Achat dans le neuf ou dans l’ancien ?
Différences de fiscalité
Dans l’ancien, l’acheteur paie donc principalement l’ITP, avec un taux régional. Dans le neuf, il paie la TVA et l’AJD. C’est cette distinction qui doit structurer toute explication claire sur les frais d’acquisition en Espagne.
Différences de budget global
L’achat dans l’ancien peut séduire par sa disponibilité immédiate, son emplacement ou le charme du bien. Le neuf attire davantage les acquéreurs à la recherche de prestations modernes, d’un meilleur niveau énergétique ou d’un logement sans travaux immédiats. Dans les deux cas, il faut raisonner en coût global et non en seul prix affiché.
Cas pratique : budget à prévoir pour un achat immobilier en Espagne
Prenons un exemple simple pour visualiser l’enveloppe à prévoir. Pour un achat immobilier à 200 000 €, il faut non seulement tenir compte du prix du bien, mais aussi des taxes, des frais de notaire, du registre, de la gestion et, si nécessaire, des frais liés au financement. Idealista donne justement l’exemple d’un logement neuf à Orihuela Costa à 250 000 €, soit 25 000 € de TVA et 1 500 € d’AJD, soit un total de 26 500 € de taxes plus les autres annexes cités plus haut.
Dans l’ancien, le raisonnement est le même : le coût total dépendra surtout du taux d’ITP applicable dans la région où se situe le bien.

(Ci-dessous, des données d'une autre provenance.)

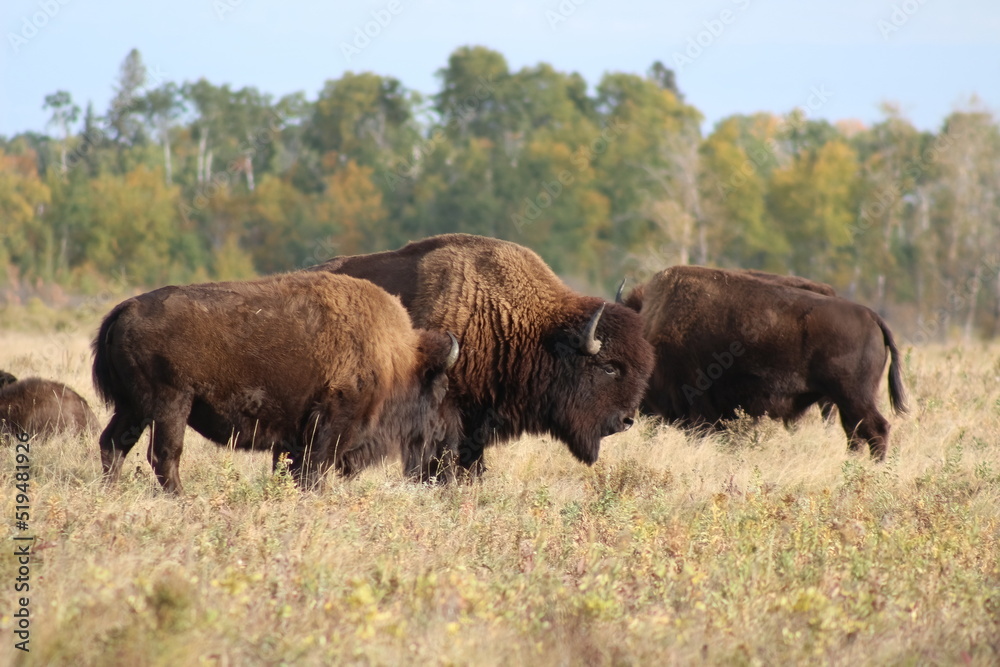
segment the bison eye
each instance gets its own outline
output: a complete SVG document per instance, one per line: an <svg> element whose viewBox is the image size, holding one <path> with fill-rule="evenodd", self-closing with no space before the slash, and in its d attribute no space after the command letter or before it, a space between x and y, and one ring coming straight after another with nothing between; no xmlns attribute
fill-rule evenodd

Bon à savoir avant d’acheter
Quel apport prévoir ?
En Espagne, le financement bancaire couvre souvent jusqu’à 70 % de la valeur du bien expertisée par la banque. Cela signifie que l’acquéreur doit généralement disposer d’un apport pour financer une partie du prix, mais aussi l’ensemble ou la majorité des frais d’acquisition. C’est pourquoi il est souvent recommandé d’anticiper un apport global significatif avant de lancer son projet.
Conclusion
Les frais d’acquisition en Espagne ne se résument jamais au prix affiché du bien. Selon qu’il s’agisse d’un logement ancien ou neuf, l’acquéreur devra supporter soit l’ITP, soit la TVA et l’AJD, ainsi que les frais de notaire, de registre, de gestion et, le cas échéant, certains frais liés au prêt. Bien anticiper ces postes permet d’éviter les mauvaises surprises et de budgétiser son projet de manière réaliste.